解決事例

【株式と相続①】代表取締役だった父が亡くなり親族間での相続問題が発生。遺産分割協議がまとまっていない中での株主総会の実施について

問い2

父が保有していた2万株全部について、分割した取り扱いをせずに、3人の共有状態として取り扱う、ということが、今ひとつピンと来ません。

例えば、株主総会において、父の2万株は、誰が権利行使することになるのでしょうか?

答え

共有者の側で、会社に対し、権利行使者1名を選定し、その旨を通知しなければなりません。

株式を共有する者は、会社法上、当該株式についての権利行使者1名を定め、会社に対してその者の氏名又は名称を通知しなければ、当該株式についての権利を行使することが出来ないとされております(法106条)。

貴方と貴兄が5000株を、お母様が1万株をそれぞれ権利行使することは許されず、あくまで3人の中から権利行使者1名を選定し、それを会社に通知しなければなりません。

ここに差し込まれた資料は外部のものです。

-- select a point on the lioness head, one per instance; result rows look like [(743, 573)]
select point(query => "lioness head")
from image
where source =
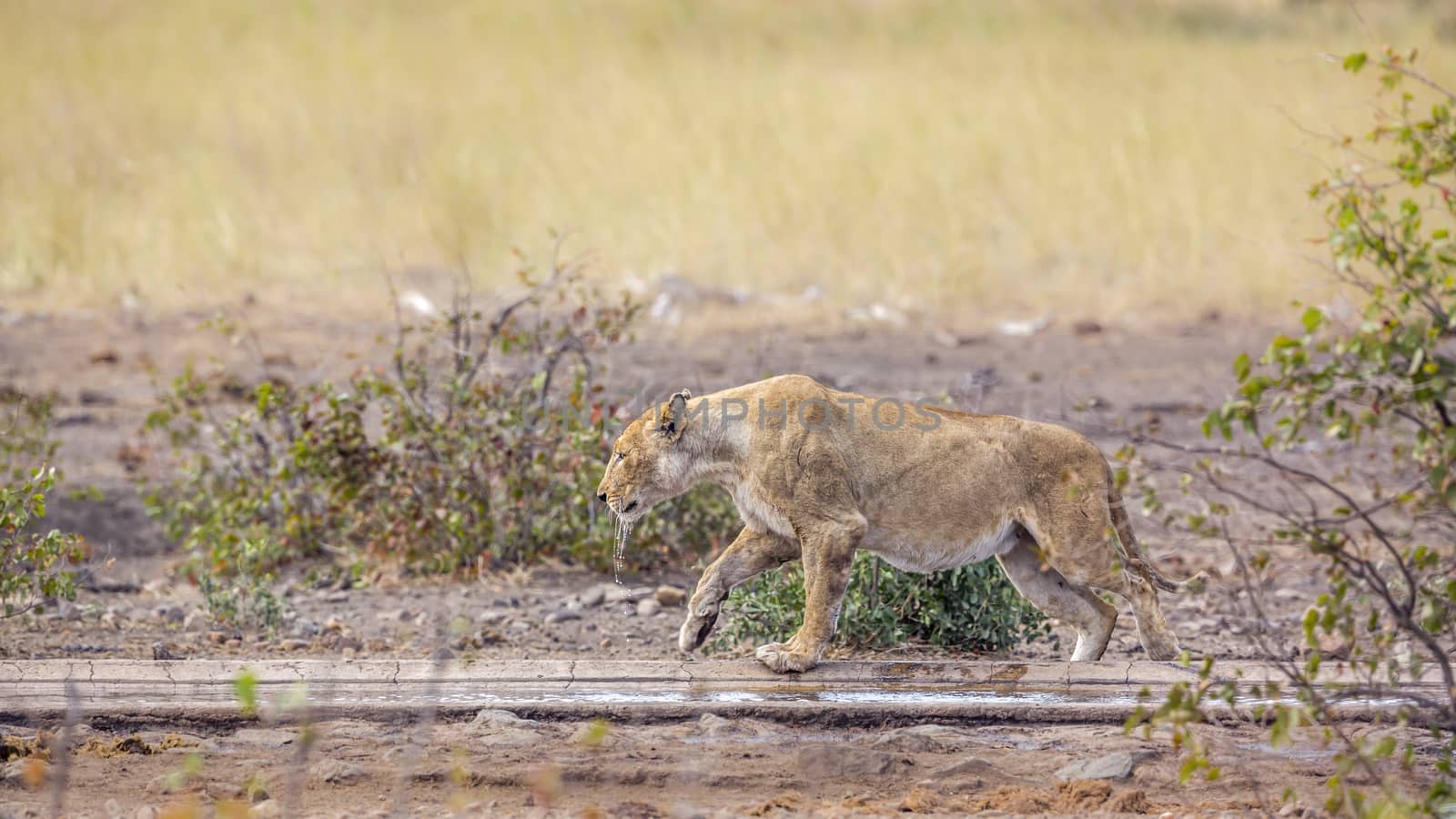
[(647, 467)]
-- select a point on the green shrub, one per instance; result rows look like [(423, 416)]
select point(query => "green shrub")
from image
[(1347, 426), (972, 608), (484, 443), (33, 564)]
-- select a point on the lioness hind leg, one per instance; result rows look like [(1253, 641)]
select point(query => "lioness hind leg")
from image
[(752, 552), (1055, 595), (1152, 630)]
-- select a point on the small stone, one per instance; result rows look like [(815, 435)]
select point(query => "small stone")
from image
[(305, 629), (501, 719), (1117, 765), (337, 771), (670, 596)]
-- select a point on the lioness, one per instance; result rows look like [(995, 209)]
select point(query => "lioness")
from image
[(817, 474)]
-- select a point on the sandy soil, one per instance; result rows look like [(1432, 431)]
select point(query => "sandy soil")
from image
[(102, 370)]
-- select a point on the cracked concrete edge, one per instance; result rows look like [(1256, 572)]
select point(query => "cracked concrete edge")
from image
[(572, 672), (815, 713)]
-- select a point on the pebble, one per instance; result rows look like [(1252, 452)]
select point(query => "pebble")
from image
[(305, 629)]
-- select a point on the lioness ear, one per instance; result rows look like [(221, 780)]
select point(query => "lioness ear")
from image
[(673, 417)]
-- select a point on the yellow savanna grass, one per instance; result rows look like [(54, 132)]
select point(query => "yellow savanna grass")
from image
[(1107, 157)]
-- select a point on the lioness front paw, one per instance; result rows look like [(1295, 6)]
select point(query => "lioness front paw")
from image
[(696, 629), (781, 658)]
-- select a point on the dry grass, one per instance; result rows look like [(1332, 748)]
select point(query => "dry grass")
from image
[(1088, 157)]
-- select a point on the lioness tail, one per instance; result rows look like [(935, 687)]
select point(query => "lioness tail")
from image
[(1133, 552)]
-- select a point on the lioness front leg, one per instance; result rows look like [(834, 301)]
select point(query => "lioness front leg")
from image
[(827, 560), (752, 552)]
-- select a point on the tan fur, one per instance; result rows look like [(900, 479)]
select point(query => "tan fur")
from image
[(815, 479)]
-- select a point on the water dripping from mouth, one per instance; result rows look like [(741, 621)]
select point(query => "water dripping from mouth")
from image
[(621, 548)]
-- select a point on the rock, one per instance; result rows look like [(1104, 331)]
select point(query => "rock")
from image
[(1117, 765), (822, 763), (670, 596), (713, 724), (337, 771), (305, 629), (267, 738), (972, 767), (500, 719), (924, 739)]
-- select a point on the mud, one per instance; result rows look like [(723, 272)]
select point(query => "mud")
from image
[(104, 372)]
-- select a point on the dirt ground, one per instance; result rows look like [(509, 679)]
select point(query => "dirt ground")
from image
[(104, 368)]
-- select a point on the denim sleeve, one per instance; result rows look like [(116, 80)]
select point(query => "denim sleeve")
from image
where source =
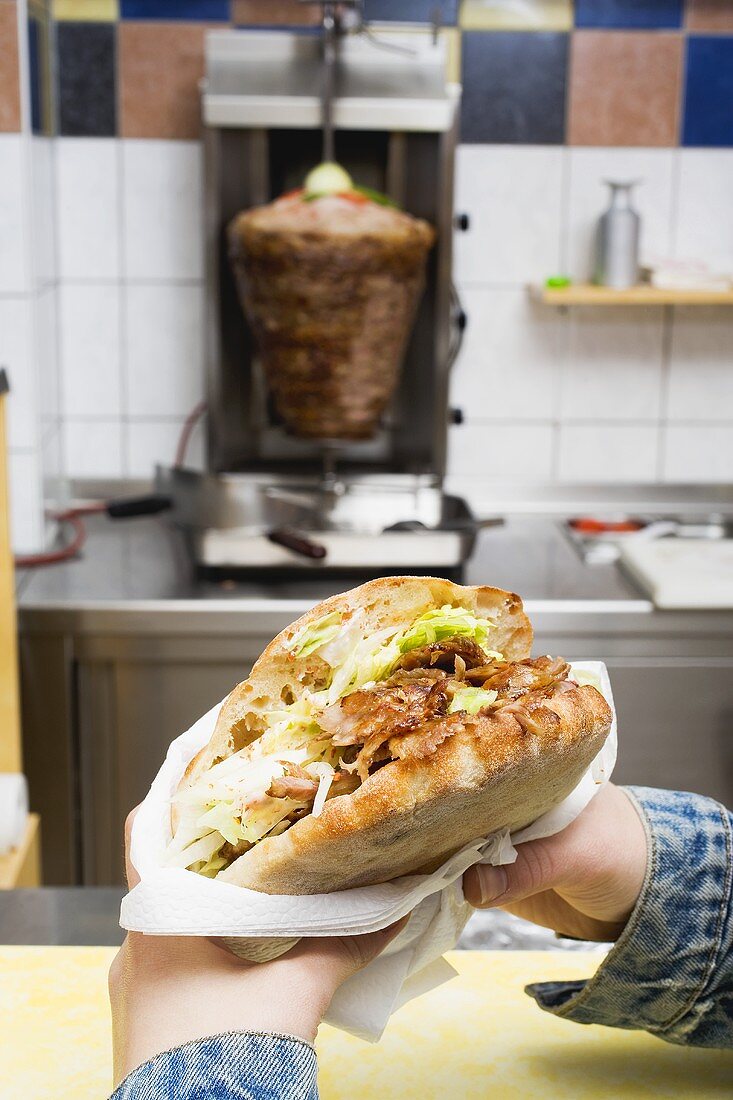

指定がない場合は、お父様が保有していた2万株は権利行使できませんので、A氏が保有しておられる7000株とお母様が元々保有しておられた3000株だけで決議していくことになります。

問い3

権利行使者1名の選定は、具体的にどうやって選べばよいのでしょうか。兄は、私が(代表)取締役を務めていること自体に反対しており、話合いがまとまるとも思えないのですが、全員一致で決める必要があるのでしょうか?

答え

基本的には、(持株比率に応じた)多数決によって決定して構わないと考えられますが、決議する内容によっては、全員一致を求められる可能性があります。

民法252条は、共有物の管理に関する事項について、「各共有者の持分の価格に従い、その過半数で決する。」としております。

この点、株式の権利行使者の指定に関する裁判例においても、基本的には(持株比率に応じた)共有者間の多数決によって決定すべきであると判断しております(東京高裁平成13年9月3日、大阪高裁平成20年11月28日、最判平成27年2月19日、最判平成9年1月28日、等)。

但し、民法251条は、「各共有者は、他の共有者の同意を得なければ、共有物に変更を加えることが出来ない。」とされております。前記最判平成27年2月19日判決においても、「共有に属する株式についての議決権の行使は、当該議決権の行使をもって直ちに株式を処分し、又は株式の内容を変更することになるなど特段の事情のない限り、株式の管理に関する行為として、・・・その過半数で決せられるものと解するのが相当である。」と、留保付で判断されております。

したがって、株式の売却等、株式の得喪等に関わる重要な権利行使については、全員一致による権利行使者の指定を求められる可能性は十分にあります。